Their attack on Obama for his insistence Republicans approve
or deny nominee’s, is getting downright destructive to the judicial branch of
government. Here are a few jaw dropping details reported by Media Matters:
Filibuster Reform Has Right-Wing Media Frantically Condemning Judicial "Power Play": By shamelessly repeating Sen. Chuck Grassley's debunked analogy that the president's current nominations to the important U.S. Court of Appeals for the D.C. Circuit are a "type of court-packing reminiscent of FDR's era," right-wing media appear to be running out of excuses for rampant Republican obstructionism.
This "radical and different" treatment of the president's nominees as opposed to that of past Republican presidents has led to the real possibility that Senate rules will be changed in July.
Grassley and now Rep. Tom Cotton have introduced bills that would block the president's nominations by eliminating the vacant seats -- literally court-packing in reverse.
The Wall Street Journal similarly warned that the president wanted judges who "rubber stamp liberal laws," leading him to his "flood-the-zone strategy" for the D.C. Circuit, "a liberal power play that shows contempt for traditional political checks and balances."
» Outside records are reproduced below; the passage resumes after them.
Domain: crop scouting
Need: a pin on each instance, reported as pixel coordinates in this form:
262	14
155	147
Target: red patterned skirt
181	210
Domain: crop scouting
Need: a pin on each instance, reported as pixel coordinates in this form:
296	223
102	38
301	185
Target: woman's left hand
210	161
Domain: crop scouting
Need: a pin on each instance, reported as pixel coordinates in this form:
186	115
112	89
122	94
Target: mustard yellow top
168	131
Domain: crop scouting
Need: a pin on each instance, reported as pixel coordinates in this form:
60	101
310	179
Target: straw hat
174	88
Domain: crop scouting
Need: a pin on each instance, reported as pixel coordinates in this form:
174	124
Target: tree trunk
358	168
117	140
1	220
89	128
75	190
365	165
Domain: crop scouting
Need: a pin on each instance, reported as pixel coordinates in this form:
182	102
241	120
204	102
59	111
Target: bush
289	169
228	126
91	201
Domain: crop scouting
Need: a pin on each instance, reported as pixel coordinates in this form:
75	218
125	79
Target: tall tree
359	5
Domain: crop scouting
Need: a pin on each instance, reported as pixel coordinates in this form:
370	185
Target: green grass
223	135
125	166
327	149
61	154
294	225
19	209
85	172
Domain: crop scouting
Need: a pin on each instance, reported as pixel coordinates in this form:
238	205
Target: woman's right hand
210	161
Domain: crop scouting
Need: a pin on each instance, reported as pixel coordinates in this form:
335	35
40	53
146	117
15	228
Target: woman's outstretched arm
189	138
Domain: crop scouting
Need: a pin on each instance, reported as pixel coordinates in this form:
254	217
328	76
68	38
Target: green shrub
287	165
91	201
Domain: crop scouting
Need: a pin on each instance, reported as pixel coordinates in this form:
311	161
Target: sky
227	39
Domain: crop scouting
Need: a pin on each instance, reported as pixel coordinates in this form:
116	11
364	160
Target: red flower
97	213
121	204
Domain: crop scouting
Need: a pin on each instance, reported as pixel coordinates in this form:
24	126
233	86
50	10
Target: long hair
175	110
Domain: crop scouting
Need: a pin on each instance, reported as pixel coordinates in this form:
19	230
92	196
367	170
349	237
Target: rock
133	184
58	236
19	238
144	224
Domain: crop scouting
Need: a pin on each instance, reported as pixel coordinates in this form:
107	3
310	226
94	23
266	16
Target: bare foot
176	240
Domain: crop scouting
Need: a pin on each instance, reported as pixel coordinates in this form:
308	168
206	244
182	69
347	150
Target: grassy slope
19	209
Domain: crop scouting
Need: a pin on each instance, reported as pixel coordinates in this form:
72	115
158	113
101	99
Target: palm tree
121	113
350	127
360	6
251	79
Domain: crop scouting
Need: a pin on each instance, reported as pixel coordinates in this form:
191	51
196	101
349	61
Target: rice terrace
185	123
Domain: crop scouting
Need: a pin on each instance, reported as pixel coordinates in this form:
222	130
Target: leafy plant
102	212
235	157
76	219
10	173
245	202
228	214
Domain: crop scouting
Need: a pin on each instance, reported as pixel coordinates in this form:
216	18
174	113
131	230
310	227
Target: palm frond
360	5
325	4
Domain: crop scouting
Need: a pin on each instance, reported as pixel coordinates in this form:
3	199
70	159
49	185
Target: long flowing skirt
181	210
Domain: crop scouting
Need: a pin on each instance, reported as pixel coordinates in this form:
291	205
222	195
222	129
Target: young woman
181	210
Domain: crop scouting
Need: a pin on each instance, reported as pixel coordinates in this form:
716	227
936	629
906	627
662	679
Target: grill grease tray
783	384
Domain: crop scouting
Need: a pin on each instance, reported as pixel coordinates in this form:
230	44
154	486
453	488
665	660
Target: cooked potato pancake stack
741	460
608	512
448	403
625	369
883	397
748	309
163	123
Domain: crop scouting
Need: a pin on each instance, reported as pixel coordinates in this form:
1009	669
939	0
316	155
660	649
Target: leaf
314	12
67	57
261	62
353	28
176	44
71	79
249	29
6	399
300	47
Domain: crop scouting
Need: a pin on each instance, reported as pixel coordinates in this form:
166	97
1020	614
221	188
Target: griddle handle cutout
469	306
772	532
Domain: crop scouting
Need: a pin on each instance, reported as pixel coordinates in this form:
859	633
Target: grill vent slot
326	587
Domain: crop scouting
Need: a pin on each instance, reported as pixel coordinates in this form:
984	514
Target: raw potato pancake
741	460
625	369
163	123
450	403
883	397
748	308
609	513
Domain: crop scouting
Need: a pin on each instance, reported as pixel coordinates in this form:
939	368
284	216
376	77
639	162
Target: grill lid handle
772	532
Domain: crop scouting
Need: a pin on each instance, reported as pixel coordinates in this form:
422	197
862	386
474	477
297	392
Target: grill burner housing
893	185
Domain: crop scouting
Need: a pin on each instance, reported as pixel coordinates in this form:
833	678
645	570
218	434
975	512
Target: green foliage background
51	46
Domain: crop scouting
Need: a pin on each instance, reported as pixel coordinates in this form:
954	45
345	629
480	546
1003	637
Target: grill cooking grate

Breitbart.com is breathlessly proclaiming the nominations show "Obama has declared war on judicial independence" and is "trying to declare law by executive fiat."
As American Enterprise Institute scholar and congressional expert Norm Ornstein reported, Grassley's court-packing rhetoric made him "laugh out loud" at the absurdity of the comparison: “I remain deeply uneasy about a nuclear option … But if senators who know better … continue to obstruct nominations, they and their colleagues will be the ones responsible for the damage done.”
How can you describe any of the following Republican picks
as “impartial,” when they've made comments that show a “complete contempt for traditional political
checks and balances?”
The last three Republican presidents actually have been quite successful at "flood-the-zone" strategies. The ensuing right-wing tilt of the federal judiciary, especially at the upper levels, has been dramatic.
Take the Reagan-pick Judge David Sentelle, currently on the heavily conservative D.C. Circuit the president is trying to balance, whose latest shocking decision overthrew decades if not centuries of precedent in order to disallow the president further recess appointments. Or his possibly more extreme colleague, Judge Janice Rogers Brown, who has criticized New Deal programs as "the triumph of our own socialist revolution" and formally advocated for a rejection of the results of the "democratic process" that led to such progressive legislation, a blend of "political and judicial roles" that even conservative legal experts have balked at.
Just this week it was reported that at an unrecorded Federalist Society speech, Judge Edith H. Jones of the Fifth Circuit - another Reagan nominee - allegedly claimed "blacks and Hispanics were more prone than others to commit violent crimes and that a death sentence was a service to defendants because it allowed them to make peace with God." Jones has been repeatedly pushed by right-wing media as suitable for the Supreme Court.